C'est l'histoire de la passion, de l'humiliation et de la folie d'une femme.

En Russie en 1877, la jeune Antonina Miliukova tombe éperdument amoureuse de Piotr Illitch Tchaïkovski de huit ans son aîné. Elle ne le quitte pas des yeux, il ne la remarque pas. Elle demande à être présentée et lors de leur premier échange alors qu'on annonce au maître qu'Antonina est pianiste et veut entrer au conservatoire, il la regarde à peine et lui conseille de renoncer à son projet. Nullement découragée par la froideur du musicien, elle lui adresse des lettres enflammées, lui assure qu'elle ne rêve que de se jeter à ses pieds ou dans ses bras, que s'il ne l'épouse pas elle se suicidera, menace qu'elle réitérera à plusieurs reprises. Piotr la revoit et lui affirme avec le plus de ménagement possible (c'est-à-dire très peu) qu'il ne l'épousera pas. Antonina est sans doute l'unique personne dans l'entourage de Tchaïkovski à ne pas remarquer que seule la compagnie des garçons lui plaît et que son visage ne s'illumine que si un garçon est à proximité.
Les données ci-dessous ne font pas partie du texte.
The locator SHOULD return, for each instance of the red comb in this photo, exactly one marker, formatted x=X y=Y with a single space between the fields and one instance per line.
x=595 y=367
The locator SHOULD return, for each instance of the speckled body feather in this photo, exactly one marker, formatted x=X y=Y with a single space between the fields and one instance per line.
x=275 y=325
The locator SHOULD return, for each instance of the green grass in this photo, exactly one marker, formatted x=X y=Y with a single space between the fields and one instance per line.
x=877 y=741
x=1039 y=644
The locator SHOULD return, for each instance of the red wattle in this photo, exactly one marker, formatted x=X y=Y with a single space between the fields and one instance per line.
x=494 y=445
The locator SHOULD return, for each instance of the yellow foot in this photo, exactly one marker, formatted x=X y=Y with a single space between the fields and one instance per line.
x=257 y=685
Mais Tchaïkovski se trouve dans une passe financière délicate et cherche aussi peut-être à faire taire tous les soupçons d'homosexualité qui l'entourent et ne sont pas du goût de l'époque. Il épouse finalement Antonina qui lui assure que la vente d'un de ses biens lui rapportera une somme conséquente. Le repas de mariage est plus triste que des funérailles. Et malgré quelques timides efforts, il est évident que la jeune femme le répugne. Surtout le soir où elle force la porte de sa chambre pour le rejoindre dans son lit, il ne peut plus cacher son dégoût. Le peu de temps qu'ils passent ensemble il s'emploie à l'accabler, ne pas porter cette robe rouge qui lui va si bien, se débarrasser de ses fausses perles.
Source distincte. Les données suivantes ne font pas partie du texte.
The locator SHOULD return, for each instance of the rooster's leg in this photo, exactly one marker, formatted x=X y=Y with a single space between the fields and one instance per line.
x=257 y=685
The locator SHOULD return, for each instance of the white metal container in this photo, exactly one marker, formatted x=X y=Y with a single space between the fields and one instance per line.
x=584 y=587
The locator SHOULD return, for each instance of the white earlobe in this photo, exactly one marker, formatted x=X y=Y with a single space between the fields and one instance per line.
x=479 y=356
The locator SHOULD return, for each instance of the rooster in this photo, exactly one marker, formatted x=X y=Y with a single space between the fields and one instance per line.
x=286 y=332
Piortr s'échappe, la laisse seule, elle ne comprend pas. Il l'adjure d'accepter le divorce. A ce moment, on a envie de guider sa main pour qu'elle signe l'acte mais non, pour cela il faudrait qu'elle salisse la moralité du grand homme. Elle refuse et dès lors accepte toutes les bassesses et humiliations possibles. Est-ce que cette femme obstinée est folle ? Est-ce que cet homme insensible est un salaud ? On oscille constamment entre les deux propositions on se surprend à penser que cette femme haïe, aime être haïe. Que peut-être elle aurait moins aimé cet homme s'il lui avait rendu son amour. En tout cas, l'érotomanie ("conviction délirante d'être aimé en secret de quelqu'un empêché d'avouer cet amour...") d'Antonina est évidente et sa vie est un enfer que le réalisateur filme comme un cauchemar oppressant. Un fantôme ou un cadavre est en marche comme semble le suggérer l'énorme mouche qui ne cesse de suivre la jeune femme qui pourrit de l'intérieur. L'ambiance est ténébreuse et j'ai lu qu'on pouvait retrouver ici comme un Visconti sous acide. Pas faux. Et par moments, le film oscille entre rêve et réalité. Certaines scènes naissent du fruit de l'imagination ou des rêves d'Antonina. Celle dans la forêt glacée est étrangement la plus claire à cause de la neige mais aussi l'une des plus lugubres du film où le sort des enfants d'Antonina est suggéré. Celle où elle s'en remet à six hommes nus qui tentent de la séduire est déroutante. Et puis, elle entame une relation avec un avocat qui constate avec surprise alors qu'elle doit avoir plus de trente ans qu'elle est encore vierge. A son tour de montrer tout son mépris à un homme. (La baffe monumentale qu'elle reçoit était-elle nécessaire ?)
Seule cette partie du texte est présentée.